1# Fossil grep vs POSIX grep
2
3As of Fossil 2.7, there is a `grep` command which acts roughly like
4POSIX's `grep -E` over all historical versions of a single file name.
5This document explains the commonalities and divergences between [POSIX
6`grep`](http://pubs.opengroup.org/onlinepubs/9699919799/utilities/grep.html)
7and Fossil `grep`.
8
9
10## Options
11
12Fossil `grep` supports only a small subset of the options specified for
13POSIX `grep`:
14
15| Option | Meaning
16|--------|-------------------------------------------------------------
17| `-i`   | ignore case in matches
18| `-l`   | list a checkin ID prefix for matching historical versions of the file
19| `-v`   | print each checkin ID considered, regardless of whether it matches
20
21That leaves many divergences at the option level from POSIX `grep`:
22
23*   There is no built-in way to get a count of matches, as with
24    `grep -c`.
25
26*    You cannot give more than one pattern, as with `grep -e` or
27     `grep -f`.
28
29*   There is no equivalent of `grep -F` to do literal fixed-string
30    matches only.
31
32*   `fossil grep -l` does not do precisely the same thing as POSIX
33    `grep -l`: it lists checkin ID prefixes, not file names.
34
35*   Fossil always gives the line number in its output, which is to say
36    that it acts like `grep -n`.  There is no way to disable the line
37    number in `fossil grep` output.
38
39*   There is no way to suppress all output, returning only a status code
40    to indicate whether the pattern matched, as with `grep -q`.
41
42*   There is no way to suppress error output, as with `grep -s`.
43
44*   Fossil `grep` does not accept a directory name for Fossil to
45    expand to the set of all files under that directory.
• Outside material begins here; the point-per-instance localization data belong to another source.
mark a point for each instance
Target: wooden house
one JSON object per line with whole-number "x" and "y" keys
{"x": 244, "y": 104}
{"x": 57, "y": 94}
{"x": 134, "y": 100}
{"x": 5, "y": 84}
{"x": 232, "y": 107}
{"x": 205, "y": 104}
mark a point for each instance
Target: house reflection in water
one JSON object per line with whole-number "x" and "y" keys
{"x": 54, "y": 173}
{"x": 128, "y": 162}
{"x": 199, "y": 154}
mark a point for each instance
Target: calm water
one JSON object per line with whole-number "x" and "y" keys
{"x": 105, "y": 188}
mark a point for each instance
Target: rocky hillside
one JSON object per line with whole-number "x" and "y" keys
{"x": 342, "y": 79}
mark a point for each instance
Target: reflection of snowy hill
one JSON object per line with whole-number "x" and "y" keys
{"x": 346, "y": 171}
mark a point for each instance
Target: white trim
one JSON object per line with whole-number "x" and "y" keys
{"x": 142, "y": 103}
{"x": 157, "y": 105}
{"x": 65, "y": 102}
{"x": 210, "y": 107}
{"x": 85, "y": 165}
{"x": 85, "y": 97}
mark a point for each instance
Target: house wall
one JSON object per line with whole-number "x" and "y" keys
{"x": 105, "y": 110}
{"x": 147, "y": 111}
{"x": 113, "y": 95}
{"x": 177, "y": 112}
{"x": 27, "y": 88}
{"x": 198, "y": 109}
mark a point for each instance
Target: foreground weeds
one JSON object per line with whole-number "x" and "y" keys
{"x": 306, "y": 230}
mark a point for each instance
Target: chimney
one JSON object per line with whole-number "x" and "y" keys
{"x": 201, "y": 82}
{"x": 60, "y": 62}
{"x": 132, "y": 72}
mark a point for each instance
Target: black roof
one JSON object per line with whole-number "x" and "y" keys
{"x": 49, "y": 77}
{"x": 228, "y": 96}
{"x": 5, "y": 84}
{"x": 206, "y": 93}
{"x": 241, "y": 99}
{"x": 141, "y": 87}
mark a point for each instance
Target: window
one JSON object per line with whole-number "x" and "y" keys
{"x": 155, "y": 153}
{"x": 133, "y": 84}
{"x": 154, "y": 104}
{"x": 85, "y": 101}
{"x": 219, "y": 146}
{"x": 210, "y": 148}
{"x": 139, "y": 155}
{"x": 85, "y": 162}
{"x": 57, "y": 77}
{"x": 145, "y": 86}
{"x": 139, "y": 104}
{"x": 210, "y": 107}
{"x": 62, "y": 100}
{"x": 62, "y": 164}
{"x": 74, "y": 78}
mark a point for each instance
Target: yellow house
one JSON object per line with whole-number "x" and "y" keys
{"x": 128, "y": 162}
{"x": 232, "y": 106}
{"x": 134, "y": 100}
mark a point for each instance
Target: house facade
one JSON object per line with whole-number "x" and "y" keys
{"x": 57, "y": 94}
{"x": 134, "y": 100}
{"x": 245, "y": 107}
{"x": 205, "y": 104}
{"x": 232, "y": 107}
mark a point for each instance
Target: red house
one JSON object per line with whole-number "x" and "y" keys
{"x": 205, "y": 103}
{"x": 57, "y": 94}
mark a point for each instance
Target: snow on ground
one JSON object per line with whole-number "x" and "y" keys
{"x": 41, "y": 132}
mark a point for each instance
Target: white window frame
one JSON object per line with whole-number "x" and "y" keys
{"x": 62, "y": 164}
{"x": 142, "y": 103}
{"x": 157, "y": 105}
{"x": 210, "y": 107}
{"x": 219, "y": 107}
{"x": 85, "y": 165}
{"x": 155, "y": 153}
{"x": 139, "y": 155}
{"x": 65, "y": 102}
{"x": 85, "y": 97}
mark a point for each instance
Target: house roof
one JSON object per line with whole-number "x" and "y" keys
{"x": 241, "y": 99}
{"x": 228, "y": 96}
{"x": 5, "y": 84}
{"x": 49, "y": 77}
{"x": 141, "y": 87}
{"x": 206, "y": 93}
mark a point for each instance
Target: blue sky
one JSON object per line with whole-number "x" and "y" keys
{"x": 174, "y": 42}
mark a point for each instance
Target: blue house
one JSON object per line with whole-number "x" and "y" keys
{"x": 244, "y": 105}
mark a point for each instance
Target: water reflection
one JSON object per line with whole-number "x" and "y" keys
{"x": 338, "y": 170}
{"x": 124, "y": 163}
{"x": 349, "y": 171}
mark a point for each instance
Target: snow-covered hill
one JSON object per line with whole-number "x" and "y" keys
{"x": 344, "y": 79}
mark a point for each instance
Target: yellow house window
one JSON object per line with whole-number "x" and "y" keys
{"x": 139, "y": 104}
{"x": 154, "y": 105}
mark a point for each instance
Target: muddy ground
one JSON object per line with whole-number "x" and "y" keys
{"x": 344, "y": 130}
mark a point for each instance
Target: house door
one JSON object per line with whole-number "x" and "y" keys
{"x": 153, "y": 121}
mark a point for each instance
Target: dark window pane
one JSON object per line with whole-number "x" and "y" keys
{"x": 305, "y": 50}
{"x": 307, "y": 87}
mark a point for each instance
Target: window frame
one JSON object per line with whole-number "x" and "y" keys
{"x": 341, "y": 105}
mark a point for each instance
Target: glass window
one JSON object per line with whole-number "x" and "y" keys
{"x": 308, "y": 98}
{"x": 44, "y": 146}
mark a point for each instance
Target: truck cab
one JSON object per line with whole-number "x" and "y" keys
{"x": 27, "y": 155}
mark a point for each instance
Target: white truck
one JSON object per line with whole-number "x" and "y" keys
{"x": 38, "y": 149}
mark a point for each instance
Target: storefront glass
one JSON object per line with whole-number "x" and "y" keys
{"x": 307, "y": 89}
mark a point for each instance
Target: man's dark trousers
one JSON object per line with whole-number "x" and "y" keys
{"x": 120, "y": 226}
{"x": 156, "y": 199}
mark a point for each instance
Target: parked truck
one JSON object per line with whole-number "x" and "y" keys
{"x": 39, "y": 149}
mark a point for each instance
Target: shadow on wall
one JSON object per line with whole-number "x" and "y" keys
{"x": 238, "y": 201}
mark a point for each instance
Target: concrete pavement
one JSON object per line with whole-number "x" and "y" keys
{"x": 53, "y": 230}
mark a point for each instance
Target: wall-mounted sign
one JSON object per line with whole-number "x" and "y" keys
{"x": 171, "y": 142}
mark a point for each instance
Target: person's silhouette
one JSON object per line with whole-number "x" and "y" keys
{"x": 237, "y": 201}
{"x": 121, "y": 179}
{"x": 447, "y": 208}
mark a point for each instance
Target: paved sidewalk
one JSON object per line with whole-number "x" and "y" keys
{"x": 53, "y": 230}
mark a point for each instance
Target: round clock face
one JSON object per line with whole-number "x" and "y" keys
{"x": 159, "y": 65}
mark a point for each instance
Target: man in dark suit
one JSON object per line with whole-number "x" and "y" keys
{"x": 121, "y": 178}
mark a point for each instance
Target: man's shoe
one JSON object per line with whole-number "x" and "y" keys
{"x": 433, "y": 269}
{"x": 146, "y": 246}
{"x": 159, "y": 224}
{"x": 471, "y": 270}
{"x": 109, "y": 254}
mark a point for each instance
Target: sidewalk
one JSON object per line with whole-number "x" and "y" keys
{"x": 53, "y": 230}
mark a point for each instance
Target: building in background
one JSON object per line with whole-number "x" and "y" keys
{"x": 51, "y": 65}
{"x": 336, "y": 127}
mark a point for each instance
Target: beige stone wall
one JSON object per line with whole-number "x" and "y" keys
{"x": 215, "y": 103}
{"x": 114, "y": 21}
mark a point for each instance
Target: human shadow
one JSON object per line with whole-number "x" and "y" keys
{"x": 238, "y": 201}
This means
46    Fossil `grep` has no equivalent of the common POSIX `grep -R`
47    extension. (And if it did, it would probably have a different
48    option letter, since `-R` in Fossil has a different meaning, by
49    convention.)
50
51*   You cannot invert the match, as with `grep -v`.
52
53Patches to remove those limitations will be thoughtfully considered.
54
55
56## Regular Expression Dialect
57
58Fossil contains a built-in regular expression engine implementing a
59subset of the [POSIX extended regular expression][ere] dialect:
60
61[ere]: https://en.wikipedia.org/wiki/Regular_expression#POSIX_extended
62
63| Atom    | Meaning
64|---------|-------------------------------------------------------------
65| `X*`    | zero or more occurrences of X
66| `X+`    | one or more occurrences of X
67| `X?`    | zero or one occurrences of X
68| `X{p,q}`| between p and q occurrences of X, inclusive
69| `(X)`   | match X
70| <tt>X\|Y</tt>| X or Y
71| `^X`    | X occurring at the beginning of a line
72| `X$`    | X occurring at the end of a line
73| `.`     | Match any single character
74| `\c`    | Character `c` where `c` is one of <tt>{}()[]\|\*+?.\\</tt>
75| `\c`    | C-language escapes for `c` in `afnrtv`.  ex: `\t` or `\n`
76| `\uXXXX`| Where XXXX is exactly 4 hex digits, Unicode value XXXX
77| `\xXX`  | Where XX is exactly 2 hex digits, Unicode value XX
78| `[abc]` | Any single character from the set `abc`
79| `[^abc]`| Any single character not in the set `abc`
80| `[a-z]` | Any single character in the range `a-z`
81| `[^a-z]`| Any single character not in the range `a-z`
82| `\b`    | Word boundary
83| `\w`    | Word character: `[A-Za-z0-9_]`
84| `\W`    | Non-word character: `[^A-Za-z0-9_]`
85| `\d`    | Digit: `[0-9]`
86| `\D`    | Non-digit: `[^0-9]`
87| `\s`    | Whitespace character: `[ \t\r\n\v\f]`
88| `\S`    | Non-whitespace character: `[^ \t\r\n\v\f]`
89
90There are several restrictions in Fossil `grep` relative to a fully
91POSIX compatible regular expression engine. Among them are:
92
93*   There is currently no support for POSIX character classes such as
94    `[:lower:]`.
95
96*   Fossil `grep` does not currently attempt to take your operating
97    system's locale settings into account when doing this match.  Since
98    Fossil has no way to mark a given file as having a particular
99    encoding, Fossil `grep` assumes the input files are in UTF-8 format.
100
101    This means Fossil `grep` will not work correctly if the files in
102    your repository are in an encoding that is not backwards-compatible
103    with ASCII, such as UTF-16.  Partially compatible encodings such as
104    ISO 8859 should work with Fossil `grep` as long as you stick to
105    their ASCII-compatible subset.
106
107The Fossil `grep` language is not a strict subset of POSIX extended
108regular expressions.  Some of the features documented above are
109well-understood extensions to it, such as the "word" features `\b`, `\w`
110and `\W`.
111
112Fossil `grep` is based on the Unicode engine from [SQLite's FTS5
113feature][fts5].  This means it does do things like Unicode-aware case
114folding. Therefore, it is usually a user error to attempt to substitute
115`[a-z]` for a lack of the POSIX character class `[:lower:]` if you are
116grepping over pretty much any human written language other than English.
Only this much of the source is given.